Managing files might be a complicated task if there are a large number of duplicate files present in the system. Large volume of duplicate files occupies the storage space and may create disk full issues. Easiest way to deal with duplicate files is to locate them and delete manually but using a tool to find and delete duplicate files can significantly make the process easier.
Here at LinuxAPT, as part of our Server Management Services, we regularly help our Customers to perform related Linux system tools queries.
In this context, we shall look into some useful utility tools to find and delete duplicate files from the Linux system.
1. Fslint
In Linux/Unix based systems, there is a very useful tool called "fslint" which helps to search and remove duplicate files, temp files, empty folders completely and free up the disk space. Fslint comes with both GUI and CLI mode which makes it easier to use. Installation of this utility tool is simple and easy. Just run the following command and start using the tool.
On Ubuntu/Debian:
$ sudo apt-get install fslint
In the Ubuntu 20.04 LTS, fslint is not available in the default repository. Use the following command to install the tool:
$ mkdir -p ~/Downloads/fslint
$ cd ~/Downloads/fslint
$ wget http://old-releases.ubuntu.com/ubuntu/pool/universe/p/pygtk/python-gtk2_2.24.0-6_amd64.deb
$ wget http://old-releases.ubuntu.com/ubuntu/pool/universe/p/pygtk/python-glade2_2.24.0-6_amd64.deb
$ wget http://old-releases.ubuntu.com/ubuntu/pool/universe/f/fslint/fslint_2.46-1_all.deb
$ sudo apt-get install ./*.deb
On RHEL/CentOS:
$ sudo yum install epel-release
$ sudo yum install fslint
Once the installation is completed, look for fslink in the application. Provide the directory to scan the files and tick recurse option to scan files in the subdirectories recursively . Once the scan is completed, click delete to remote the duplicate files.
2. Rdfind
Rdfind is an open source and free utility tool to find duplicate files. It compares the files based on the content and differentiates the original and duplicate files using a classification algorithm. Once the duplicate file is found, it provides a report as a result.
Run the following command to install the tool
On Ubuntu/Debian:
$ sudo apt-get install rdfind
On RHEL/CentOS:
$ sudo yum install epel-release
$ sudo yum install rdfind
Once the tool is installed, run the rdfind command along with the directory path where we want to find duplicate files. In this example, I have used /home/aayush/Download is being used. You can have your own assumption.
It's Syntax is:
$ rdfind <Path>
For Example,
$ rdfind /home/user/Downloads
A report file called results.txt is generated in the current work directory. Find the file for more details related to duplicate files.
3. Fdupes
Fdupes is another useful utility tool available in Linux systems.
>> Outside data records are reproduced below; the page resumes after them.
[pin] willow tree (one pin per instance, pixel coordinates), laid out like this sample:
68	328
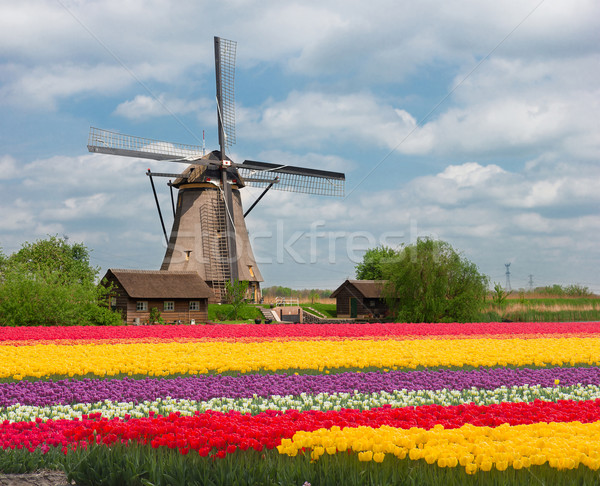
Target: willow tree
429	281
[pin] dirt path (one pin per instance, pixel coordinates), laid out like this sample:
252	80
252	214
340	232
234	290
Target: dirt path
40	478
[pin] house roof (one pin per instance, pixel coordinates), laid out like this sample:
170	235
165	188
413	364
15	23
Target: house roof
161	284
370	289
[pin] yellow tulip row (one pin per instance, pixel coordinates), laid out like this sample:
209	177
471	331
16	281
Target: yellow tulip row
160	359
561	445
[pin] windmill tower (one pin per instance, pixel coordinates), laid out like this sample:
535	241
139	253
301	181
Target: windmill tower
209	233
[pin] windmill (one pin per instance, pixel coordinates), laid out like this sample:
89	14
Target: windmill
209	233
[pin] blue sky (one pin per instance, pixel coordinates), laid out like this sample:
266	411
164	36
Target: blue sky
475	122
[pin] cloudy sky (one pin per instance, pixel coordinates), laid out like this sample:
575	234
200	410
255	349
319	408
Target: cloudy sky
475	122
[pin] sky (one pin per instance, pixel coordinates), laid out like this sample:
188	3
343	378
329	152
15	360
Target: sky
474	122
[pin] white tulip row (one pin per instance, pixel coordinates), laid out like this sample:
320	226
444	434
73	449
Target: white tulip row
321	401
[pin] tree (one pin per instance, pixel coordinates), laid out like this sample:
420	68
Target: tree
51	282
375	260
431	282
235	294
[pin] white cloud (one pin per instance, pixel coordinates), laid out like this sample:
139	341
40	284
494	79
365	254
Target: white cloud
143	106
8	167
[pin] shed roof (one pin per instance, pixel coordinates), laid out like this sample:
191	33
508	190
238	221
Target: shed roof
370	289
161	284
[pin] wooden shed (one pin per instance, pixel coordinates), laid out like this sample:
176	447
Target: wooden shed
180	297
361	299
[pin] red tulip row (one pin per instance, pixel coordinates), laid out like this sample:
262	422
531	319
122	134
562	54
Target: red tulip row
222	433
80	334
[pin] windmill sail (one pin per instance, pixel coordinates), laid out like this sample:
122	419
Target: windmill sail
225	74
293	179
107	142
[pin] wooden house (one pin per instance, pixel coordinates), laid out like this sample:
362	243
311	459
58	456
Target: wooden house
360	299
180	297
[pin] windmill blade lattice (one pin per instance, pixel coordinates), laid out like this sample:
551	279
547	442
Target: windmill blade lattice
292	179
225	73
107	142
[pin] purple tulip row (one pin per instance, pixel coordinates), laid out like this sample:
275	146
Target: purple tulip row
201	388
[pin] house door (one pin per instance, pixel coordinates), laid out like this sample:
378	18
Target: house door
353	307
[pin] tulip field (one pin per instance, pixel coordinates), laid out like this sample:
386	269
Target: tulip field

It is free and open source and written in C programming language. This utility tool identifies duplicate files by comparing file sizes, partial MD5 signature, full MD5 signature and performing byte by byte comparison for the verification.
Run the following command to install the tool.
On Ubuntu/Debian:
$ sudo apt-get install fdupes
On RHEL/Centos:
$ yum install epel-release
$ yum install fdupes
Once the tool is installed, run the fdupes command along with the path where we want to find the duplicate files.
It's Syntax is given below:
$ fdupes <path>
For Example,
$ fdupes /home/user/Downloads/Kubernetes
To search the duplicate files in the subdirectories, run the fdupes command with the option -r along with the path.
Its Syntax is:
$ fdupes <Path> -r
For Example,
$ fdupes /home/user/Downloads -r
To remove all the duplicates, run fdupes command with the option -d along with the path.
It's Syntax is:
$ fdupes -d <Path>
For Example,
$ fdupes -d /home/user/Downloads/Kubernetes
To delete all the duplicates in the subdirectories, run the fdupes command recursively(-r) with the option -d as.
It's Syntax is:
$ fdupes -d <path> -r
For Example,
$ fdupes -d /home/user/Downloads -r
To get more help on fdupes command, run the following command:
$ fdupes --help
$ man fdupes
This article covers the different tools to find and delete duplicate files in the linux system. In fact, having duplicate files in the system might create a really big issue.